Common mistakes with breakdown maintenance

  • Applying it to critical equipment by default. The most expensive failures usually happen on equipment that should never have been on a reactive strategy.
  • Calling it preventive maintenance. Many shops have a binder labeled preventive but operationally run breakdown maintenance. The binder does not count. The schedule has to be executed.
  • Not sourcing parts in advance. If reactive is the strategy, at minimum stock the parts most likely to fail. Otherwise MTTR balloons with vendor lead times.
  • Ignoring the data the failures create. Every breakdown is an inspection report. If the team is not learning from the repairs they do, they are paying for breakdowns and getting nothing back.
  • Treating every failure as bad luck. Repeating failures are not random. They are pointers to a preventive task that should have been added.

Breakdown maintenance and related Lean tools

Breakdown maintenance is the strategy that preventive maintenance and planned maintenance are designed to replace on critical equipment. Every breakdown event contributes to total downtime and pulls down mean time between failures, while the response time becomes mean time to repair.

Common questions

The questions we hear most about this term.
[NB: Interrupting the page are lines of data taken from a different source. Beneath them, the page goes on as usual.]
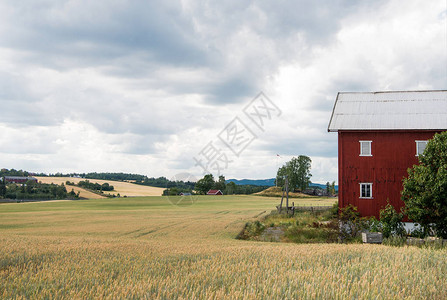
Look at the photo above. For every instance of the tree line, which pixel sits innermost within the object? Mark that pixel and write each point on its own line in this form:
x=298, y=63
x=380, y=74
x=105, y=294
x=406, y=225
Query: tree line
x=92, y=185
x=34, y=191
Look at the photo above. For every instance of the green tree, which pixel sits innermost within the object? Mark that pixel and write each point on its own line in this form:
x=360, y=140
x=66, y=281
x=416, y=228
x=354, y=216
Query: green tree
x=220, y=184
x=297, y=170
x=2, y=187
x=205, y=184
x=425, y=189
x=230, y=188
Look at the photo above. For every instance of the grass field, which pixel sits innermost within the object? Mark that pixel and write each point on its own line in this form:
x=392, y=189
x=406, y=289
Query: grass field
x=149, y=248
x=123, y=188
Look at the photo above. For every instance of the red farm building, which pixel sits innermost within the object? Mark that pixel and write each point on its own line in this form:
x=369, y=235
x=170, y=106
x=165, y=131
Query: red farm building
x=214, y=192
x=380, y=136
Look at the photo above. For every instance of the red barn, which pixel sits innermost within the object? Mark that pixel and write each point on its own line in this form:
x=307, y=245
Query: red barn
x=380, y=136
x=214, y=192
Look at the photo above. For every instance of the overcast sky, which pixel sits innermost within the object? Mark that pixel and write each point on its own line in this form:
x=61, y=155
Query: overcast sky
x=152, y=87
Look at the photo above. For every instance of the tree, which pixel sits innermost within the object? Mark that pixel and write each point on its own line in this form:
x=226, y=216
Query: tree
x=2, y=187
x=220, y=184
x=230, y=188
x=298, y=172
x=425, y=190
x=205, y=184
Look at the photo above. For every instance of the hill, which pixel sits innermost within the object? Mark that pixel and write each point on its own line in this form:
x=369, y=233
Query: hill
x=123, y=188
x=269, y=182
x=277, y=192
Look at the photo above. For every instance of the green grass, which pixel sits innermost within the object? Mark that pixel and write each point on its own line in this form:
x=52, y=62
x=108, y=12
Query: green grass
x=148, y=248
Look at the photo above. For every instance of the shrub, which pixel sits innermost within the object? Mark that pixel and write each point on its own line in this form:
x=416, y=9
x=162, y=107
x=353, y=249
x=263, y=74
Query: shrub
x=251, y=231
x=391, y=222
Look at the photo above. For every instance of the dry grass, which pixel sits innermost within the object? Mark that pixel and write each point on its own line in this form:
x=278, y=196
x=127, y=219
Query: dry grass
x=147, y=248
x=277, y=192
x=123, y=188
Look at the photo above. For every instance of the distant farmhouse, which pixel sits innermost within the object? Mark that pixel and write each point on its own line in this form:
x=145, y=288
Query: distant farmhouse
x=380, y=136
x=214, y=192
x=18, y=179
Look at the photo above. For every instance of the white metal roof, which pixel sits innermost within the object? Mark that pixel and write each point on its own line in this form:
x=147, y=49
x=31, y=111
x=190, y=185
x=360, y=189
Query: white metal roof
x=408, y=110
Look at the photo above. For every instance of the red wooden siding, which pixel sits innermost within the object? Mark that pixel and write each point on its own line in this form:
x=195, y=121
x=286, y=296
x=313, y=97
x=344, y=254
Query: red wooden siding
x=393, y=152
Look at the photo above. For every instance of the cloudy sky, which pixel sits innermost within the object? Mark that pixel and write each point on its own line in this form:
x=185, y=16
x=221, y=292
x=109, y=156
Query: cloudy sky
x=152, y=87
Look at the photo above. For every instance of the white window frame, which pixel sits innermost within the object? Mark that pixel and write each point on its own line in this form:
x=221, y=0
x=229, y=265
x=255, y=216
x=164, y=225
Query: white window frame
x=361, y=148
x=417, y=146
x=370, y=190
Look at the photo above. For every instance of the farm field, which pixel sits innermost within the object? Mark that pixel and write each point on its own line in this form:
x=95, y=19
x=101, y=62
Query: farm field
x=145, y=247
x=123, y=188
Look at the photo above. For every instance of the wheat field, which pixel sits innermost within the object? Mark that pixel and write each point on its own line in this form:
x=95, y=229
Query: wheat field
x=121, y=187
x=148, y=248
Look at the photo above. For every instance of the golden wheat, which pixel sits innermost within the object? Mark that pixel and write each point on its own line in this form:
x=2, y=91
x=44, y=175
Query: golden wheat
x=147, y=248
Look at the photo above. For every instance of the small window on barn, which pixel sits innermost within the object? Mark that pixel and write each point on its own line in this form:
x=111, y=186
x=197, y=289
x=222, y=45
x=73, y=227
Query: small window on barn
x=366, y=190
x=365, y=148
x=420, y=147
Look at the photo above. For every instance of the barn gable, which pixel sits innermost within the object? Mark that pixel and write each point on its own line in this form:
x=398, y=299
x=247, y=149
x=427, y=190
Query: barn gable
x=380, y=136
x=410, y=110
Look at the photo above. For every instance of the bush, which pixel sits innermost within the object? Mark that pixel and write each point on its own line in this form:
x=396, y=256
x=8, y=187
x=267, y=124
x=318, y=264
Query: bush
x=396, y=241
x=251, y=231
x=391, y=222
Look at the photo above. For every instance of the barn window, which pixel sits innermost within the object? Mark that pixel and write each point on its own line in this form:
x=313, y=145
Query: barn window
x=420, y=147
x=365, y=148
x=365, y=190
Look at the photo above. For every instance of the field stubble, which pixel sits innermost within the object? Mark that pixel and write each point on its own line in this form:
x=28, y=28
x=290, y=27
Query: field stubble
x=147, y=248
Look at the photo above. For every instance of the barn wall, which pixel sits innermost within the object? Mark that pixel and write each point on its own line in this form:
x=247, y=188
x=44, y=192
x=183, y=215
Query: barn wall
x=392, y=154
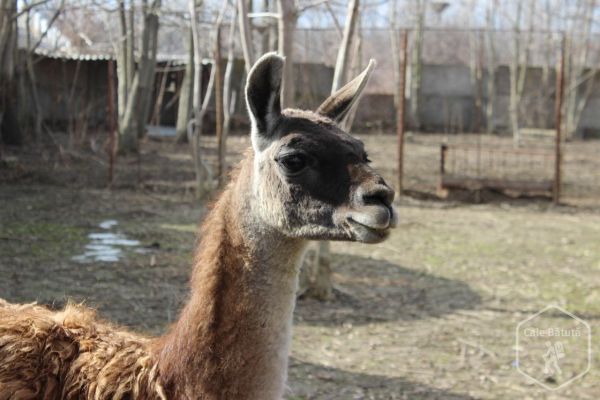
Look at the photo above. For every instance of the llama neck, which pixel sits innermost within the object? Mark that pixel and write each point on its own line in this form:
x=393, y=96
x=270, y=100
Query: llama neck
x=233, y=336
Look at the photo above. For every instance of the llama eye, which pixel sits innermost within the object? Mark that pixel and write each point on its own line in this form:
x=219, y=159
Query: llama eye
x=293, y=164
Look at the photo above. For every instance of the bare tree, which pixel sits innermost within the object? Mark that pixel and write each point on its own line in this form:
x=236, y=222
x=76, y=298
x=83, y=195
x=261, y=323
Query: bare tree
x=199, y=107
x=518, y=67
x=184, y=108
x=580, y=79
x=288, y=18
x=316, y=273
x=9, y=127
x=229, y=97
x=416, y=68
x=490, y=45
x=137, y=107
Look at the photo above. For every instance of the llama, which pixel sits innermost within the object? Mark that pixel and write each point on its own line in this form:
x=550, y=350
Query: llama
x=302, y=179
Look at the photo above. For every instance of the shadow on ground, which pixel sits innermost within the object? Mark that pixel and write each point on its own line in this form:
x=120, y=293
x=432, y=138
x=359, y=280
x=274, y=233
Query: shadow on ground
x=370, y=290
x=318, y=382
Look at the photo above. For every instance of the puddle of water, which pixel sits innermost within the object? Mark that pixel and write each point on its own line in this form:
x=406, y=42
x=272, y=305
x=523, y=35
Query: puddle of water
x=107, y=246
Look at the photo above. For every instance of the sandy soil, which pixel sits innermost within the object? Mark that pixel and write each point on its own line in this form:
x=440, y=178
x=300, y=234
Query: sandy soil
x=429, y=314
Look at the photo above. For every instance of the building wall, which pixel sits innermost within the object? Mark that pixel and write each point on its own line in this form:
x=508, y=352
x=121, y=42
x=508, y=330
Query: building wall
x=70, y=88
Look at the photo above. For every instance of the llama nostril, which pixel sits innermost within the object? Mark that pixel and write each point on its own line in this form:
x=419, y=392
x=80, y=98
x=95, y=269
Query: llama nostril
x=380, y=194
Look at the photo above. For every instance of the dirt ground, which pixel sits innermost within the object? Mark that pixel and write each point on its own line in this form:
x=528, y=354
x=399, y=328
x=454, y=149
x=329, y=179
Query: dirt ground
x=429, y=314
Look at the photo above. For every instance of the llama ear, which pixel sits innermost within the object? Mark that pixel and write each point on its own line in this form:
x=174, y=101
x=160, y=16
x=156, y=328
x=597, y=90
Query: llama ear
x=338, y=104
x=263, y=97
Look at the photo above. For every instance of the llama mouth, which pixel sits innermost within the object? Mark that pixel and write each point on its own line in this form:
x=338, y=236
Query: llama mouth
x=368, y=234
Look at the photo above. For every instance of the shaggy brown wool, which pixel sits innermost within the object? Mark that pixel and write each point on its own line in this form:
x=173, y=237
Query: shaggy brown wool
x=71, y=355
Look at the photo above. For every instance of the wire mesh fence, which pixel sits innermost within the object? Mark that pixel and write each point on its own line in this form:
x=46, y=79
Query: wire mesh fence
x=489, y=96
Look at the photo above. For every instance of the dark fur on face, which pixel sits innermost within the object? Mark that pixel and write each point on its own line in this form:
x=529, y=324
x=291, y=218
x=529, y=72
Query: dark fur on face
x=315, y=179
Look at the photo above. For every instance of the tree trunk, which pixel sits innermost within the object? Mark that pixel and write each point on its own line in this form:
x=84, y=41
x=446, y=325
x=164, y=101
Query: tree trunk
x=218, y=102
x=228, y=100
x=245, y=35
x=184, y=107
x=341, y=64
x=9, y=126
x=286, y=29
x=491, y=67
x=417, y=65
x=138, y=98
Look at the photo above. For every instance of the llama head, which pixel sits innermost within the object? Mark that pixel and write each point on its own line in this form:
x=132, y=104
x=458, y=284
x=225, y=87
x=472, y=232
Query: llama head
x=311, y=179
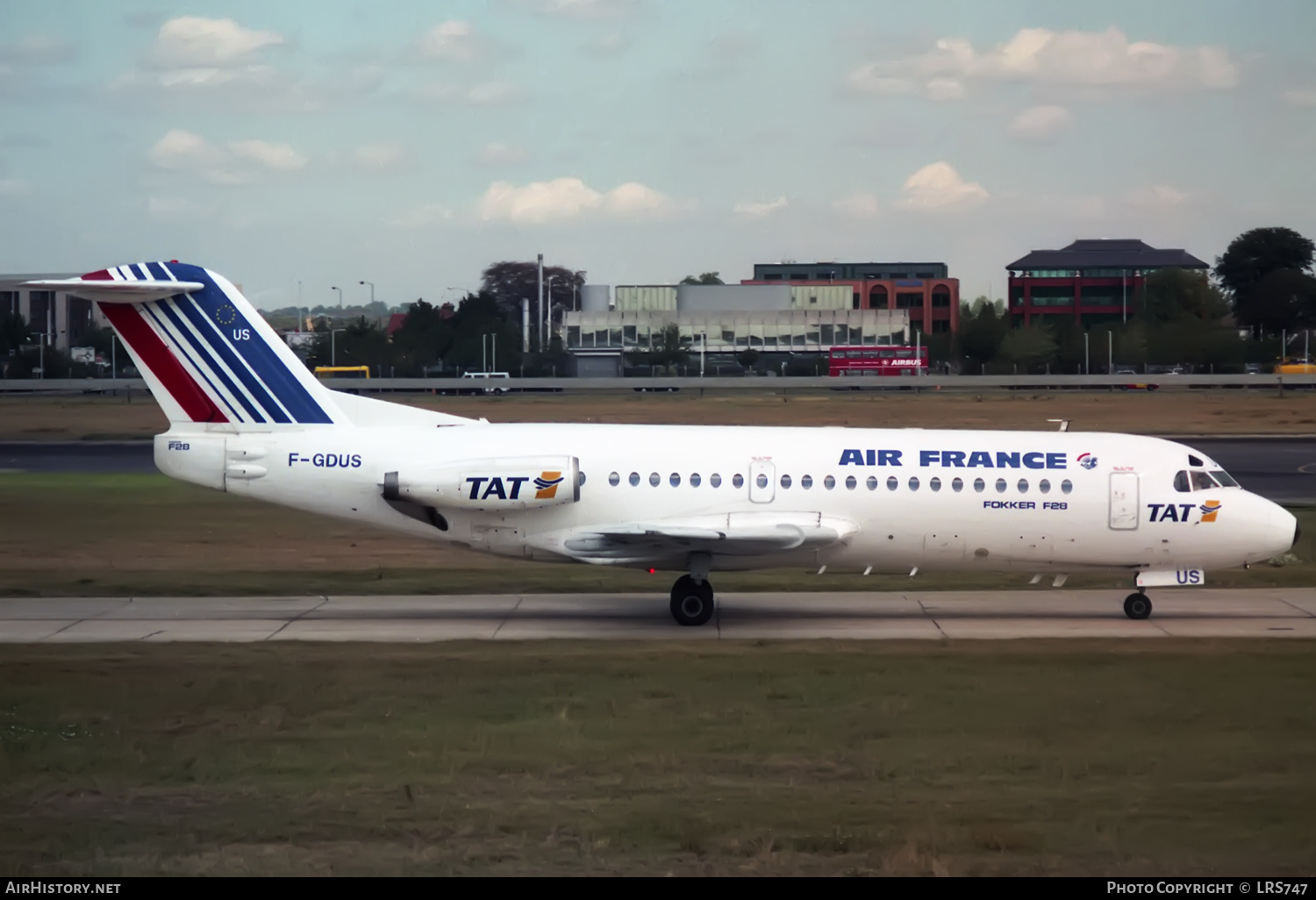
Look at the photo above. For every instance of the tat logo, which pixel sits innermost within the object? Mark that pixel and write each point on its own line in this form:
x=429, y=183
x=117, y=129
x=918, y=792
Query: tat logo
x=547, y=486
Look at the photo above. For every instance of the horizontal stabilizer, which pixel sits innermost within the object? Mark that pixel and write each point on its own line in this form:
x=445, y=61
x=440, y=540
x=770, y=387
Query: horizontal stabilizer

How does breakdown maintenance work?
It works by simply not maintaining the equipment until it stops working. There is no scheduled service, no inspection, no condition monitoring. The machine runs until something fails, at which point the maintenance team responds, diagnoses the failure, and repairs or replaces the failed component. The equipment goes back into service and the cycle starts again. For some equipment this is the right choice; for most equipment it is the choice that gets made by default rather than by decision.
How is breakdown maintenance different from preventive maintenance?
The trigger is the difference. Preventive maintenance is scheduled in advance: the team services the equipment before it fails, on a calendar or usage interval. Breakdown maintenance is triggered by the failure itself: the team only acts after the equipment stops working. Preventive trades small planned downtime now for large unplanned downtime later. Breakdown maintenance accepts the unplanned downtime in exchange for not investing in prevention. Each has a place. Most shops use the wrong one for too much of their equipment.
Is breakdown maintenance the same as preventive maintenance?
No, they are opposites. Preventive maintenance is proactive scheduled work. Breakdown maintenance is reactive work triggered only by failure. A shop that says it does preventive but in practice waits for things to break and fixes them is doing breakdown maintenance regardless of what the binder says. A shop with a real preventive program reduces breakdown events significantly, but never to zero; some equipment is intentionally left on a run to failure strategy because that is the most cost effective approach for it.
When is breakdown maintenance actually appropriate?
Three conditions. One: the equipment is cheap to replace, like a small motor or a sensor that costs less than the preventive labor would. Two: the failure is non disruptive, meaning a redundant unit can take over with no production impact. Three: the failure mode is benign and does not create safety risk or downstream damage. When all three apply, breakdown maintenance is the lowest cost strategy. For everything else, planned or preventive work pays for itself.
What does breakdown maintenance look like on the shop floor of a small contract manufacturer?
It looks like a maintenance team in constant firefight mode. A 25 person shop relying mostly on breakdown maintenance has a maintenance lead whose week is dictated by whichever machine broke that morning, parts orders that are always urgent, and a backlog of overdue work that never gets done. Operators learn to babysit problem equipment because they cannot trust it. The shop ships late, expedites constantly, and pays premium prices for emergency parts. The cost is invisible because it is spread across a dozen small line items, but it is far higher than a planned program would be.